The Glory of the Church will not teach us this free choice.  Our intellect will not bring us closer to the God of Love.  We can talk about love, write about love, research love, but until we take the leap of faith to love in relationship, we do not know love.  The Gospel is not concerned with intellectual or empirical knowing.  The Gospel calls us to relationship and love.  Like Mary who takes the leap of faith with God; like Joseph, who takes the leap of faith with Mary; so we are called to join the story, to come to the birth, to witness the birth, to give birth to divine free love.

This is not an emperor’s trickle down love, the kind of devotion to someone because of their power and stuff…for why then would we want or need to love one another, we lowly, the marginalized, the gentile, the blind and deaf?  But if God’s love is revealed in the lowly, in the common, for the common, then common love is God’s love.  Then every time we relate to one another, with anyone, we get to choose, we must choose.   
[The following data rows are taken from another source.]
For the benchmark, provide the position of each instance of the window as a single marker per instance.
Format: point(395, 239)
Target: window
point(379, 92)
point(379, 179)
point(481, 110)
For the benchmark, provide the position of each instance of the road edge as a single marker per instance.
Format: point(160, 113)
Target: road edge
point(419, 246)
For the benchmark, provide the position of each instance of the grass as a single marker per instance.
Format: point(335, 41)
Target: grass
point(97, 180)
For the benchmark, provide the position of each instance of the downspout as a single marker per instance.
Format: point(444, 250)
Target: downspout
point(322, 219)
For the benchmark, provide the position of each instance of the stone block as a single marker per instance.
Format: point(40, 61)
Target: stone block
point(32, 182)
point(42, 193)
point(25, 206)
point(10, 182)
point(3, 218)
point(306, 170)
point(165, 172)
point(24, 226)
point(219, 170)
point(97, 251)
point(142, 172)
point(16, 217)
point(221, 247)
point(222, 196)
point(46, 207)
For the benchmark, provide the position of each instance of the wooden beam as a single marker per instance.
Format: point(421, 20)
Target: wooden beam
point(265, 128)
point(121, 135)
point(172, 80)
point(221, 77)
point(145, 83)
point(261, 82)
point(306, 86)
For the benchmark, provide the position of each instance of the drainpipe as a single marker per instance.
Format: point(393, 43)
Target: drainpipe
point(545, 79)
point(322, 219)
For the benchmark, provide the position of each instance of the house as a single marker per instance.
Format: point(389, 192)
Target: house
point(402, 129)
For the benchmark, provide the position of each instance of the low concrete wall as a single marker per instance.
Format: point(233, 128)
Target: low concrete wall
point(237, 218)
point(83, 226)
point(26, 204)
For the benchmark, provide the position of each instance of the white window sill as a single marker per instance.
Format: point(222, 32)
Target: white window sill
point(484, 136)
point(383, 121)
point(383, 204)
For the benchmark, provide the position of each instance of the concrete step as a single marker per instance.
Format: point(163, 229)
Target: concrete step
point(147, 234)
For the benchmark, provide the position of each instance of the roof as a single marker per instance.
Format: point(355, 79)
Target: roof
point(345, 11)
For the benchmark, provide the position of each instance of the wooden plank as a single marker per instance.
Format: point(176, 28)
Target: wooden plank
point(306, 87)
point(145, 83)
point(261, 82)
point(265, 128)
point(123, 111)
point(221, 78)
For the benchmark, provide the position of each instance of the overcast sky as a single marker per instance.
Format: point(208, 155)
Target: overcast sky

So the Divine comes to us in human form, as Emmanuel, God with us, and is told to us through story of common peasants; the notion that a God and King must be glorious and obvious, showing power and majesty, playing the warrior, doling out gifts to the lucky and deserving blinds us to the notion that God is present, that we should open the door to this common servant. With all the hustle and bustle the season, the noise of advertising, traffic, music and parties, may we not be deaf to the simple beautiful message of Christmas: That a couple of unknown parents with faith, bring an ordinary baby into the world who carries extraordinary grace. By grace we are loved and we are made free.  May the difficulty of family life and relationship be illuminated with the hope that even here the Christ will come; even to me the grace of Christ is born.